Bunu başarmak mümkün müdür? Mümkündür ama toprak gibi olmalısın. Nasıl mı? Çiğnendikçe, üzerine basıldıkça sertleşeceksin. Seni ezenler de bir gün gelip sana muhtaç olacaklar. Sen hayat veren olacaksın. Ama asla diklenmeyeceksin…
Tabii kendimizi bu şekilde yönetebilmeyi öğrenebilirsek… En ufak dünyalık bir meseleyi bile cinayete varacak kadar öfke ve kin bataklığına çekmezsek…
Oysa dünyanın bütün kazançlarını bir kez gönül almakla kıyaslasanız… Terazinin bir kefesine dünyanın bütün kazançlarını, diğer kefesine bir insanının gönlünü kazanmayı koysanız, gönül almanın derecesi Allah katında hepsinden değerlidir.”
Hoca Ahmet Yesevi’den Hikmet

Aşkın kıldı şeyda beni, cümle âlem bildi beni,
Kaygım sensin dünü günü, bana sen gereksin sen.
Teâla’llah zihî ma’nî, sen yarattın cism ü canı,
Kulluk kılsan dün ü günü, bana sen gereksin sen.

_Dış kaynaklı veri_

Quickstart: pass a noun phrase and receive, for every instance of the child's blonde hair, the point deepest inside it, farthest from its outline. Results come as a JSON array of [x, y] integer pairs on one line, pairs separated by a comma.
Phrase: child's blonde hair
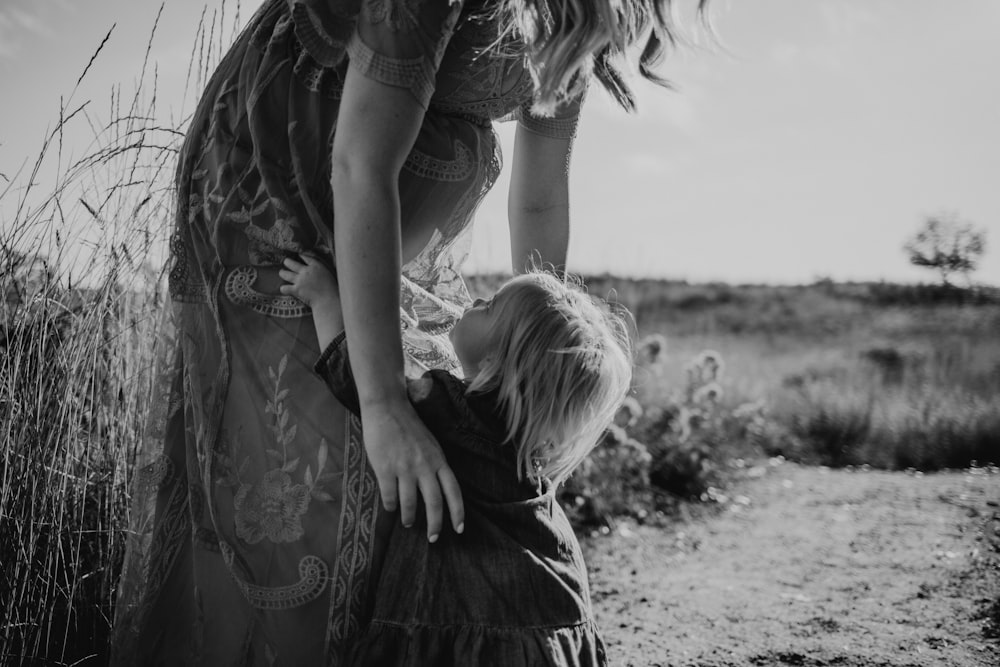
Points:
[[561, 363]]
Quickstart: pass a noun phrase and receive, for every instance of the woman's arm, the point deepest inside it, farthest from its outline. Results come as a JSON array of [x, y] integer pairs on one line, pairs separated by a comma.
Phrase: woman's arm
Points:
[[376, 128], [538, 201]]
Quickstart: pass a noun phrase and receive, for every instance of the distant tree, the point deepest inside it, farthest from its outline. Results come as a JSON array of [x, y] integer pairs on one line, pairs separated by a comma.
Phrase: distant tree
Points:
[[948, 245]]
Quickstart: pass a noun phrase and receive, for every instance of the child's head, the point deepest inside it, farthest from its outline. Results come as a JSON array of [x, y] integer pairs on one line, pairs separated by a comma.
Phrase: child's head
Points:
[[560, 361]]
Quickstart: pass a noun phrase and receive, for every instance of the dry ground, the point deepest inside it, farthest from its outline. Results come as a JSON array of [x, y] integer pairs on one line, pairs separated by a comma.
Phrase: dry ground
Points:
[[813, 567]]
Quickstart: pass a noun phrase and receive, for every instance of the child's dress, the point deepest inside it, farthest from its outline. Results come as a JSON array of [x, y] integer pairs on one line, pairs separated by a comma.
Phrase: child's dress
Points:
[[512, 589]]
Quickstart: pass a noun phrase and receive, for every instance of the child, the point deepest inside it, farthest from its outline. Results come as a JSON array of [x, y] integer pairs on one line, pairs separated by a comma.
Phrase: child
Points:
[[545, 369]]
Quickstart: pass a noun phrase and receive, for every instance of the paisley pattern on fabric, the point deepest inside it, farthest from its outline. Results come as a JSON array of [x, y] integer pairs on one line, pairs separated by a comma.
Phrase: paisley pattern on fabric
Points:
[[257, 529]]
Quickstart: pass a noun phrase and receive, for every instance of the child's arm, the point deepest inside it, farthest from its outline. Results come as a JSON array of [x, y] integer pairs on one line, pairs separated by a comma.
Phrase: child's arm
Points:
[[314, 285]]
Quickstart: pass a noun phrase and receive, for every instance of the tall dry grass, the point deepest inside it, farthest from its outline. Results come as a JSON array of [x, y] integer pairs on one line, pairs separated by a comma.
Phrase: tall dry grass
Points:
[[82, 250]]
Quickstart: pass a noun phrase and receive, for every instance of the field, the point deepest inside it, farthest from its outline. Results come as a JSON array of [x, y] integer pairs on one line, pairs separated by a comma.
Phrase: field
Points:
[[895, 377], [890, 376]]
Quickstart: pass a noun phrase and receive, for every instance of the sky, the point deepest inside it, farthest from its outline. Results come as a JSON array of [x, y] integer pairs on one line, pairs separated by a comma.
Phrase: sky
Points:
[[809, 143]]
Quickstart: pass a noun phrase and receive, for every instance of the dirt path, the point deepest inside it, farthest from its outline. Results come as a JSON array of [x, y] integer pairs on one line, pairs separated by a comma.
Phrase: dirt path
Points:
[[808, 566]]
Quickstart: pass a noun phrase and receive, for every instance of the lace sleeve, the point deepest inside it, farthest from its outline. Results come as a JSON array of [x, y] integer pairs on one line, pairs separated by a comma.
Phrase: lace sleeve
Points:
[[561, 125], [401, 42]]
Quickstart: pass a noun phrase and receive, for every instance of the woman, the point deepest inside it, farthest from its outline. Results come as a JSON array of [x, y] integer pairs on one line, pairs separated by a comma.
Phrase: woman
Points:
[[359, 130]]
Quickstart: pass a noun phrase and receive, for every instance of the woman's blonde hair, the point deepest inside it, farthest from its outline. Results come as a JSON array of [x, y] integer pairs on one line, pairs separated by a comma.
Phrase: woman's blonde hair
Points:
[[561, 363], [567, 40]]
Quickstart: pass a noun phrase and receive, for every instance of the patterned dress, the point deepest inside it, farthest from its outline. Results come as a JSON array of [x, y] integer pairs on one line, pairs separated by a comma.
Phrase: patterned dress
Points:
[[512, 590], [257, 528]]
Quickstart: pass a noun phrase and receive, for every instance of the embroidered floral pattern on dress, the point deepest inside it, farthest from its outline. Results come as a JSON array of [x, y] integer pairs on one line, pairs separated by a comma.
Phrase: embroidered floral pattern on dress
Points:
[[272, 509], [185, 284], [356, 534], [425, 165], [394, 13]]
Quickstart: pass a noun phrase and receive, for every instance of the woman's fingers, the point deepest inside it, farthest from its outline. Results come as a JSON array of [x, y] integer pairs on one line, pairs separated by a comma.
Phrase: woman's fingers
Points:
[[453, 497], [430, 491], [407, 500]]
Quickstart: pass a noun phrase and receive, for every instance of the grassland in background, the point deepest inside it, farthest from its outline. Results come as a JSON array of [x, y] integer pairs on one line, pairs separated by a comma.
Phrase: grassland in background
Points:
[[894, 376]]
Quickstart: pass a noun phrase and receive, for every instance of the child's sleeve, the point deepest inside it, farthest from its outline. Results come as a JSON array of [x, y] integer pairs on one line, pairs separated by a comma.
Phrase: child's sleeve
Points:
[[334, 367]]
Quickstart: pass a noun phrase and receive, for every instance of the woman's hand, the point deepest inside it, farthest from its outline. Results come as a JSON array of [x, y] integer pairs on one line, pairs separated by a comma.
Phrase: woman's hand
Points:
[[408, 461], [313, 284], [376, 128]]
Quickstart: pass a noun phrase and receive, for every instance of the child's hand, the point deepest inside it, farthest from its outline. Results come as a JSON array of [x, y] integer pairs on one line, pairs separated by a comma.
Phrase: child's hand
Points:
[[310, 282]]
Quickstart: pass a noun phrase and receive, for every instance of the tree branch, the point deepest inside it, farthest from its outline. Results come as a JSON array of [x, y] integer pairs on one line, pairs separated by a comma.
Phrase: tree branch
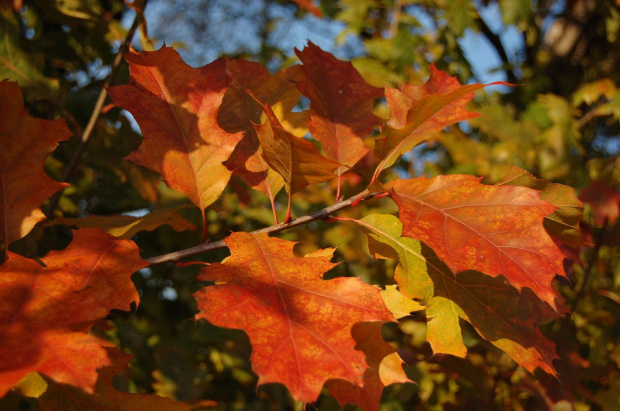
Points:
[[85, 136], [319, 215]]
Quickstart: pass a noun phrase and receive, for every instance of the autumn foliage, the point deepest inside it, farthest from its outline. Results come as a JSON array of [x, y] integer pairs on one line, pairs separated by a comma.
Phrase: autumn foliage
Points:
[[465, 251]]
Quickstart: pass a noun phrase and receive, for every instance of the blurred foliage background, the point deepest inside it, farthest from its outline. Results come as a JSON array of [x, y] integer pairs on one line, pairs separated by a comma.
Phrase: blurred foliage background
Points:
[[562, 123]]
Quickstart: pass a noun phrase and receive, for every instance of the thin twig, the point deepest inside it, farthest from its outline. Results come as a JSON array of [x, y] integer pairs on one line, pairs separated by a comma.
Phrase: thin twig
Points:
[[205, 247], [395, 21], [85, 137]]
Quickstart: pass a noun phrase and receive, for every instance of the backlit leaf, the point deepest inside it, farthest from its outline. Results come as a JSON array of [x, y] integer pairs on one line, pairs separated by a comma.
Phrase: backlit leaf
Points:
[[499, 312], [341, 105], [176, 107], [124, 226], [47, 311], [492, 229], [299, 325], [295, 159], [26, 143], [563, 223], [105, 396]]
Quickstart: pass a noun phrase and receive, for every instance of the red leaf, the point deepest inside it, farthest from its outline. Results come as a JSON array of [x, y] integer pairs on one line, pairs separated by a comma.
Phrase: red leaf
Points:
[[502, 315], [105, 396], [341, 105], [563, 224], [298, 324], [492, 229], [239, 113], [26, 143], [48, 311], [605, 202], [176, 107]]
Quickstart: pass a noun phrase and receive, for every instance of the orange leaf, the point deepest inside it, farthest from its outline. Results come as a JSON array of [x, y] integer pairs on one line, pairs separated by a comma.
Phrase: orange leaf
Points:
[[417, 112], [26, 143], [563, 224], [176, 107], [502, 315], [605, 202], [295, 159], [299, 325], [341, 105], [105, 396], [239, 113], [47, 311], [492, 229], [385, 368]]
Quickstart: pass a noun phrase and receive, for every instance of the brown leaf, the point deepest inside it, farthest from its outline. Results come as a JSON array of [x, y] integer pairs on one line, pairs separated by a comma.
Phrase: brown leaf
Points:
[[341, 105], [385, 367], [492, 229], [26, 143], [176, 107]]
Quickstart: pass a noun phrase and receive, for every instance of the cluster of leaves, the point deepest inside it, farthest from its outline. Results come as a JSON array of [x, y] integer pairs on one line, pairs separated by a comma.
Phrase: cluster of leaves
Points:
[[475, 262]]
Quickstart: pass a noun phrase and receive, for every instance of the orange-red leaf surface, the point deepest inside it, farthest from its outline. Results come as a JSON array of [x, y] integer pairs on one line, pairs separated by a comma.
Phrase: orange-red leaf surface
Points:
[[385, 367], [341, 105], [124, 226], [563, 224], [105, 397], [492, 229], [176, 107], [299, 324], [417, 112], [47, 311], [295, 159], [502, 315], [25, 143], [239, 112]]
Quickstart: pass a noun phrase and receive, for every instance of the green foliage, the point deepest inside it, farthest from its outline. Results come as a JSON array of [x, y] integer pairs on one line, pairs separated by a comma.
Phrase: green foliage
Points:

Gözüm açtım seni gördüm, hep gönlümü sana verdim,
Akraba terkini kıldım, bana sen gereksin sen.
Söylesem ben dilimdesin, gözlesem ben gözümdesin,
Gönlümde hem canımdasın, bana sen gereksin sen.

Alimlere kitap gerek, sûfilere mescit gerek,
Mecnunlara Leylâ gerek, bana sen gereksin sen.
Gafillere dünya gerek, âkillere ukba gerek,
Vâizlere minber gerek, bana sen gereksin sen.

Hâce Ahmet’tir benim adım, dünü günü
yanar oldum,
İki cihanda ümidim, bana seni gerek seni.